Security threats prompt European worries In 2018, China declared itself a "near-Arctic state" in an effort to gain more influence in the region. China has also announced plans to build a "Polar Silk Road" as part of its global Belt and Road Initiative, which has created economic links with countries around the world.
Then-U.S. Secretary of State Mike Pompeo rejected China's move, saying: "Do we want the Arctic Ocean to transform into a new South China Sea, fraught with militarization and competing territorial claims?"
Meanwhile, Russia has sought to assert its influence over wide areas of the Arctic in competition with the U.S., Canada, Denmark and Norway. Moscow has also sought to boost its military presence in the polar region, home to its Northern Fleet and a site where the Soviet Union tested nuclear weapons. Russian military officials have said that the site is ready for resuming the tests, if necessary.
Russia's military has been restoring old Soviet infrastructure in the Arctic and building new facilities. Since 2014, the Russian military has opened several military bases in the Arctic and worked on reconstructing airfields.
European leaders' concerns have been heightened since Russia launched a war in Ukraine on Feb. 24, 2022.
Last year, Russian President Vladimir Putin noted that Moscow is worried about NATO's activities in the Arctic and will respond by strengthening the capability of its armed forces there. But he said that Moscow was holding the door open to broader international cooperation in the region.
US military presence in Greenland already supports missile operations The U.S. Department of Defense operates the remote Pituffik Space Base in northwestern Greenland, which was built after the U.S. and Denmark signed the Defense of Greenland Treaty in 1951. It supports missile warning, missile defense and space surveillance operations for the U.S. and NATO.
Greenland also guards part of what is known as the GIUK (Greenland, Iceland, United Kingdom) Gap, where NATO monitors Russian naval movements in the North Atlantic.
Thomas Crosbie, an associate professor of military operations at the Royal Danish Defense College, said that an American takeover wouldn't improve upon Washington's current security strategy.
"The United States will gain no advantage if its flag is flying in Nuuk (Greenland's capital) versus the Greenlandic flag," he told The Associated Press. "There's no benefits to them because they already enjoy all of the advantages they want.
"If there's any specific security access that they want to improve American security, they'll be given it as a matter of course, as a trusted ally. So this has nothing to do with improving national security for the United States."
Denmark's parliament approved a bill last year to allow U.S. military bases on Danish soil. It widened a previous military agreement, made in 2023 with the Biden administration, where U.S. troops had broad access to Danish air bases in the Scandinavian country.
Danish Foreign Minister Lars Lokke Rasmussen, in a response to lawmakers' questions, wrote last summer that Denmark would be able to terminate the agreement if the U.S. tries to annex all or part of Greenland.

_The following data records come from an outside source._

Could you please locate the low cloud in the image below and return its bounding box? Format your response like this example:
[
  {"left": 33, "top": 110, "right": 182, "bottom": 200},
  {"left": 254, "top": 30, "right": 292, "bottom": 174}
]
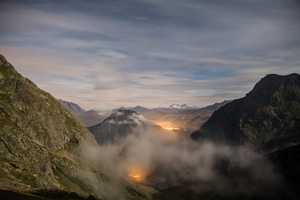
[{"left": 81, "top": 127, "right": 282, "bottom": 199}]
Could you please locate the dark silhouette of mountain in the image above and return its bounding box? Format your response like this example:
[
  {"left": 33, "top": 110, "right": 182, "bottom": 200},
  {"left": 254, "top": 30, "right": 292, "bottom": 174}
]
[
  {"left": 88, "top": 110, "right": 146, "bottom": 144},
  {"left": 191, "top": 74, "right": 300, "bottom": 150},
  {"left": 0, "top": 55, "right": 149, "bottom": 199},
  {"left": 267, "top": 144, "right": 300, "bottom": 199},
  {"left": 59, "top": 99, "right": 104, "bottom": 127}
]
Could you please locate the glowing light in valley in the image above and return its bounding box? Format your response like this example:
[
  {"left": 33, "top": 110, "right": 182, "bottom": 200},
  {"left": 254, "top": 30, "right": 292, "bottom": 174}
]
[{"left": 128, "top": 166, "right": 145, "bottom": 182}]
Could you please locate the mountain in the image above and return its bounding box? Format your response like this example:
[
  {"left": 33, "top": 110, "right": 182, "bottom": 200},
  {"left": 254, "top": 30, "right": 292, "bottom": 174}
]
[
  {"left": 88, "top": 110, "right": 146, "bottom": 144},
  {"left": 139, "top": 101, "right": 228, "bottom": 136},
  {"left": 169, "top": 104, "right": 191, "bottom": 109},
  {"left": 59, "top": 99, "right": 104, "bottom": 127},
  {"left": 191, "top": 74, "right": 300, "bottom": 150},
  {"left": 0, "top": 55, "right": 150, "bottom": 200}
]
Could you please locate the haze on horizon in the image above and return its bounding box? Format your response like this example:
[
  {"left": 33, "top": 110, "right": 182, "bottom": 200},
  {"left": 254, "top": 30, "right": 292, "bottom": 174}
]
[{"left": 0, "top": 0, "right": 300, "bottom": 109}]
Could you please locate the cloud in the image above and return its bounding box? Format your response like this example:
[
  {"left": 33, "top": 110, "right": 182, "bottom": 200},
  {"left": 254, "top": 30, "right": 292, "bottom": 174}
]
[
  {"left": 81, "top": 127, "right": 284, "bottom": 199},
  {"left": 0, "top": 0, "right": 300, "bottom": 109}
]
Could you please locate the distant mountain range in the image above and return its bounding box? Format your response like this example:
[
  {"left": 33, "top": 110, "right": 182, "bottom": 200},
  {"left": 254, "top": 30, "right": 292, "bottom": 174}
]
[
  {"left": 191, "top": 74, "right": 300, "bottom": 150},
  {"left": 59, "top": 99, "right": 105, "bottom": 127},
  {"left": 0, "top": 55, "right": 149, "bottom": 200},
  {"left": 113, "top": 101, "right": 230, "bottom": 136},
  {"left": 88, "top": 109, "right": 147, "bottom": 144}
]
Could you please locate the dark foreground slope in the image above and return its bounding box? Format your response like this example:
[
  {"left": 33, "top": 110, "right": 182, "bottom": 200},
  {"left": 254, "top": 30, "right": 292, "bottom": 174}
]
[
  {"left": 0, "top": 55, "right": 150, "bottom": 199},
  {"left": 191, "top": 74, "right": 300, "bottom": 149}
]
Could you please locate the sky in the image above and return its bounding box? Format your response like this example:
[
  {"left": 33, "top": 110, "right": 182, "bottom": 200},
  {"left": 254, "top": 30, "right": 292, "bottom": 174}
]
[{"left": 0, "top": 0, "right": 300, "bottom": 110}]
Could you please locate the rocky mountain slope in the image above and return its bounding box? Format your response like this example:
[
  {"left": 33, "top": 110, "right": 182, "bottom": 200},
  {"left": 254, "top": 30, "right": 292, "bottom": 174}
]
[
  {"left": 191, "top": 74, "right": 300, "bottom": 150},
  {"left": 0, "top": 55, "right": 150, "bottom": 199},
  {"left": 59, "top": 99, "right": 104, "bottom": 127}
]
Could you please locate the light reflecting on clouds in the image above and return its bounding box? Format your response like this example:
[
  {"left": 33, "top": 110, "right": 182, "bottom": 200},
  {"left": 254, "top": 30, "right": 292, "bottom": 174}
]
[{"left": 0, "top": 0, "right": 300, "bottom": 109}]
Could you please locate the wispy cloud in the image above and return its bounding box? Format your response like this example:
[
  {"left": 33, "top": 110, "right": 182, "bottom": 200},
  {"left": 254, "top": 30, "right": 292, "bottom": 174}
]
[{"left": 0, "top": 0, "right": 300, "bottom": 108}]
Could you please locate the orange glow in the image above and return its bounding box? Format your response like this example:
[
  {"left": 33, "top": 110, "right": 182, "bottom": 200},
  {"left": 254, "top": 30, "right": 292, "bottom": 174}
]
[
  {"left": 162, "top": 127, "right": 180, "bottom": 131},
  {"left": 155, "top": 121, "right": 180, "bottom": 131},
  {"left": 128, "top": 167, "right": 145, "bottom": 182}
]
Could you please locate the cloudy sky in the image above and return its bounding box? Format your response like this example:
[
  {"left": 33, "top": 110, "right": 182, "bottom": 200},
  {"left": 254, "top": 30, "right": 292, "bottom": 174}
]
[{"left": 0, "top": 0, "right": 300, "bottom": 109}]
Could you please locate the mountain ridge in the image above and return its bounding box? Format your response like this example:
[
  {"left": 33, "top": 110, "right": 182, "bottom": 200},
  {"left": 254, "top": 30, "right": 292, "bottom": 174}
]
[{"left": 191, "top": 74, "right": 300, "bottom": 149}]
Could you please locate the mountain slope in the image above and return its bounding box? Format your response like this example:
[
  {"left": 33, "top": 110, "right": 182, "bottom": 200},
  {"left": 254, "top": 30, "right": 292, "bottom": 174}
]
[
  {"left": 0, "top": 55, "right": 150, "bottom": 199},
  {"left": 191, "top": 74, "right": 300, "bottom": 149},
  {"left": 59, "top": 99, "right": 104, "bottom": 127},
  {"left": 88, "top": 110, "right": 146, "bottom": 144}
]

Mineral wealth attracts Western powers Greenland is also a rich source of the so-called rare earth minerals that are a key component of cellphones, computers, batteries and other high-tech gadgets that are expected to power the world's economy in the coming decades.
That has attracted the interest of the U.S. and other Western powers as they try to ease China's dominance of the market for these critical minerals.
Development of Greenland's mineral resources is challenging because of the island's harsh climate, while strict environmental controls have proved an additional hurdle for potential investors.